県医師会の稲野秀孝会長

 高齢者が新型コロナウイルスワクチン接種の予約を取りにくい状況が続く中、栃木県医師会の稲野秀孝(いなのひでたか)会長(65)は「ワクチン予約難民とならないよう、行政は困っている人の声をきめ細かく拾い上げていくべきだ」と訴えた。予約できなかった高齢者は孤立感や焦りを抱えがち。大半の市町は、高齢者の多くが不得手なネット予約を取り入れているが、稲野会長は「高齢者目線」の重要性を強調した。

 多くの市町は接種の予約をネットと電話で受けており、ネット予約は子どもや孫などに操作してもらう高齢者が多い。相談できる人がいない高齢者は電話を頼るほかないが、各市町ではコールセンターに電話が集中し、つながりにくい事態が相次いでいる。

 稲野会長は「予約ができない無力感から怒りや焦りを感じる高齢者もいる。孤立していると感じ、ふさぎこむ場合もある」とみる。かかりつけ医が既に予約でいっぱいで接種できないこともあり「落胆している人もいる」と話す。

 宇都宮市の場合、市が公表した「個別接種が可能な医療機関」の一覧は、事前に公表に同意した機関が載っており、不掲載でも接種に対応する機関もある。ネット予約が完了したかが分かりにくいケースがあり、各医療機関に予約を確認する電話もあるという。

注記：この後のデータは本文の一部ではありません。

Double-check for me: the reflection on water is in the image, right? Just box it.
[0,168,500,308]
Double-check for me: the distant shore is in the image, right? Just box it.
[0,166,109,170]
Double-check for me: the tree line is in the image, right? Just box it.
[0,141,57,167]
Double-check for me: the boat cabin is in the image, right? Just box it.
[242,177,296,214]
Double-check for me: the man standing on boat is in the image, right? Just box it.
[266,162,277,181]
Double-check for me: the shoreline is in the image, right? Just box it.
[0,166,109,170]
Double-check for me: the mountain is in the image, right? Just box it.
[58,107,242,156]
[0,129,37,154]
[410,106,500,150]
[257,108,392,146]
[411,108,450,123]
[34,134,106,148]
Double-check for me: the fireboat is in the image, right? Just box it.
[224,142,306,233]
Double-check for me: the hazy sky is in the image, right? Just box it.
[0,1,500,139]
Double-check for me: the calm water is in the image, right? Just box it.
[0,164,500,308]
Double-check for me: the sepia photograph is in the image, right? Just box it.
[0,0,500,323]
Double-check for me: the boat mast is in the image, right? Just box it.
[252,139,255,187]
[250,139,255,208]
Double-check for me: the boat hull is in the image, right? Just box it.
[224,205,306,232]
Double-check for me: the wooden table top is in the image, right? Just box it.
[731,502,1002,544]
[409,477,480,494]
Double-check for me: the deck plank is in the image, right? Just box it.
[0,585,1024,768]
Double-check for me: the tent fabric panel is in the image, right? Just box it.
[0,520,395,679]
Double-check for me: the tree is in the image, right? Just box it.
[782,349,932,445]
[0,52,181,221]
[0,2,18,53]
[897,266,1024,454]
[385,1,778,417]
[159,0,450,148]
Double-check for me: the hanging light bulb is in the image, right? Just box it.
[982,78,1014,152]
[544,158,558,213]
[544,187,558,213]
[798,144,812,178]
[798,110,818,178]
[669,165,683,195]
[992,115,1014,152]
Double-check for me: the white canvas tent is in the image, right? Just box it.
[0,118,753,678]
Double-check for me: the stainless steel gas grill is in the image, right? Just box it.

 「高齢者が安心してワクチンを接種できるよう接種計画や予約体制を修正する必要がある」と強調した。

 政府は高齢者へのワクチン接種を7月中に完了させたいとしている。「かつてない大規模接種で各市町の苦労も分かるが、いずれも政府の目標に応えようとしており、100%不備がない接種は難しいだろう」とした上で「予約の支援など、不安を取り除くような行政側の取り組みが必要なのではないか」と話した。